Did you ever get the feeling you was being watched? Like the eyes of strange things are upon you? Jerry Seinfeld and this reviewer may have both learned all our cultural references from Bugs Bunny but there is a creeping paranoia in Salem. The set is filled with atmosphere. The walls have ears and the windows have eyes as the camera keeps almost catching something watching out of the corner of our peripheral vision. Of course it might just be Tituba’s new cat’s eye.

Glamour rules Salem when it comes to the graveyard appearances of the witches and the best magic in this episode is still done by hand. Mary Sibley knocks John Alden into sleep. Anne Hale can bring any conversation to a close with the clench of a hand. Except when she needs it the most. The most reverend Cotton Mather gives a really good sermon tonight. He comes close enough to raising hell that even John Alden is staying awake in church. We get a glimpse of the family magnetism and some real suspense. As far as the frontier soldier is concerned, Anne Hale has her husband’s balls in a box. He’s really not that far off and that’s probably why the first thing the good reverend does when they get home is jump his badass wife.

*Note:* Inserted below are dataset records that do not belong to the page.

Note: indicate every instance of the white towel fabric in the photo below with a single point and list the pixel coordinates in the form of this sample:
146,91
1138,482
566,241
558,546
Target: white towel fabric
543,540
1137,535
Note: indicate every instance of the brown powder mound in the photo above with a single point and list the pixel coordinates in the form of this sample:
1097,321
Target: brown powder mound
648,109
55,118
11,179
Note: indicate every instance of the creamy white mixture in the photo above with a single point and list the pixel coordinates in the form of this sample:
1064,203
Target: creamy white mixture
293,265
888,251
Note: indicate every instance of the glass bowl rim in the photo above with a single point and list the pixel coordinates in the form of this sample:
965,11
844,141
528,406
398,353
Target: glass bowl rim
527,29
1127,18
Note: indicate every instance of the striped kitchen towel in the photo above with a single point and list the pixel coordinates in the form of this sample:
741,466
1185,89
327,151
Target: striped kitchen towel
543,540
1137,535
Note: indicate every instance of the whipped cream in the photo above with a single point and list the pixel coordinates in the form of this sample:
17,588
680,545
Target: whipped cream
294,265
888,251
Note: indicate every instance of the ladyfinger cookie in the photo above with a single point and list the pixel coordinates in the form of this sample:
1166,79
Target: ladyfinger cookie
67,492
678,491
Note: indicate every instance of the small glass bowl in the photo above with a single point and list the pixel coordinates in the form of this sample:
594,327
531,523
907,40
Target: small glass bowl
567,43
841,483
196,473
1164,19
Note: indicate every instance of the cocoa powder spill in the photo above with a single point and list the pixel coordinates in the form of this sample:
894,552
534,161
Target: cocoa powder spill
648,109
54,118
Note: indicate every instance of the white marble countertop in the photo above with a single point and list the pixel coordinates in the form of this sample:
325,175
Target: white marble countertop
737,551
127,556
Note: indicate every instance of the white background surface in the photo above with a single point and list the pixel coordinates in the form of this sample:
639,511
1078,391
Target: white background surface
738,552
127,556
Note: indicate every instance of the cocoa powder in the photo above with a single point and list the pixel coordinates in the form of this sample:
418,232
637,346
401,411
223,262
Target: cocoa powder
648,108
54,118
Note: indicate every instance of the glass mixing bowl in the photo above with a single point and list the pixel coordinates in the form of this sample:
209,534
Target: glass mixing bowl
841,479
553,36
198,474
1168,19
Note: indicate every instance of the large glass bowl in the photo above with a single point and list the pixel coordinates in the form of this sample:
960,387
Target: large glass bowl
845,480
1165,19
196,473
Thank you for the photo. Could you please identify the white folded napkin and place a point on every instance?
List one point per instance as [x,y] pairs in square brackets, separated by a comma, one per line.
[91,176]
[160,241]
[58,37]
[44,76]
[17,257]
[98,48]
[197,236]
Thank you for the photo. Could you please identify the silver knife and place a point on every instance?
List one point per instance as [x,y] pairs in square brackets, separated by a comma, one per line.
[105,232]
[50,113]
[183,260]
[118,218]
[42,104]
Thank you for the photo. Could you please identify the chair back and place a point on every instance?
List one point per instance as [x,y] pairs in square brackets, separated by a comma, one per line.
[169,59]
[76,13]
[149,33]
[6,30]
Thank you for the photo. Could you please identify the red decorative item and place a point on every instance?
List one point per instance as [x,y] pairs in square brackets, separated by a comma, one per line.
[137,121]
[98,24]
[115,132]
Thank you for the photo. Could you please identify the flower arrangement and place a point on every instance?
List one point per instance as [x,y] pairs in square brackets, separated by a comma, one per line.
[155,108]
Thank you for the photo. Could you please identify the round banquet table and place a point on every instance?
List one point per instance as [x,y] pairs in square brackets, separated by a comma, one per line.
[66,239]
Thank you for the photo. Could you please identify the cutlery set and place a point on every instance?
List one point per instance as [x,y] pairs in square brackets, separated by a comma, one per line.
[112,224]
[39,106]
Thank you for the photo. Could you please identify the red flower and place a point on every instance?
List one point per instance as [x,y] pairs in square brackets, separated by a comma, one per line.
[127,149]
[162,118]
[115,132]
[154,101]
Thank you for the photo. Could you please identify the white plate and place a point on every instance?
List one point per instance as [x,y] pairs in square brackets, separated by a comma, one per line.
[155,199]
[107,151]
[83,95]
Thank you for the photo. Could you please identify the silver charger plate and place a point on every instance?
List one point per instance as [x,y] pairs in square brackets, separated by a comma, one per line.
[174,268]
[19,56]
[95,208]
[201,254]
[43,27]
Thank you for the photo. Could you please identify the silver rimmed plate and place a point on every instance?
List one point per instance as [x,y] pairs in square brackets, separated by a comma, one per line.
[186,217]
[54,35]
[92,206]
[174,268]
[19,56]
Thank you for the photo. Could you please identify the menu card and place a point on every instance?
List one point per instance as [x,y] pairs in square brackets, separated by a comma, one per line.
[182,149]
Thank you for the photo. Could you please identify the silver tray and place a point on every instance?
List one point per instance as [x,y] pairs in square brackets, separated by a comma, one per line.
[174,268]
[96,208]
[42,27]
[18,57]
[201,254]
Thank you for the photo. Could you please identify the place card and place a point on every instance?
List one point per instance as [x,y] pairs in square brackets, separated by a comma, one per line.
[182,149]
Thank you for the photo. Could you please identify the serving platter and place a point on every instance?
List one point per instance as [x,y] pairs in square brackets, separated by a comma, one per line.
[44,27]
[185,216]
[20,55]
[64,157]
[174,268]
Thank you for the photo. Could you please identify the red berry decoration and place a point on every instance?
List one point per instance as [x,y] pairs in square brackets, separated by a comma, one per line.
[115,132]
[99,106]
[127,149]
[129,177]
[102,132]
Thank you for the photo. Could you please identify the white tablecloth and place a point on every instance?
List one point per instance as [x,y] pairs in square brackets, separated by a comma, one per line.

Lucifuge Rofocale and his brother are God’s first creation. We all started as worms and we all wind up wormfood. The hulking big brother figure to the one-time motherless child goes mining for gold with questions and pain. This was a pretty cool scene and that last bit when he savors the eel that just went through all of Mary’s body in its quest for truth is a great payoff. This combined with the boils and the sowing cat gut scene make this episode one of the tops for special effects. The show doesn’t skimp and plays around with how subtle they want it. But they always deliver.

It looks like Satan’s offspring will be bathing himself from now on. There’s no need to alert the media, though.

Not sure what’s up with the new recruit, but I think she might have John Alden’s balls in a box sometime soon, if basic training is any indication.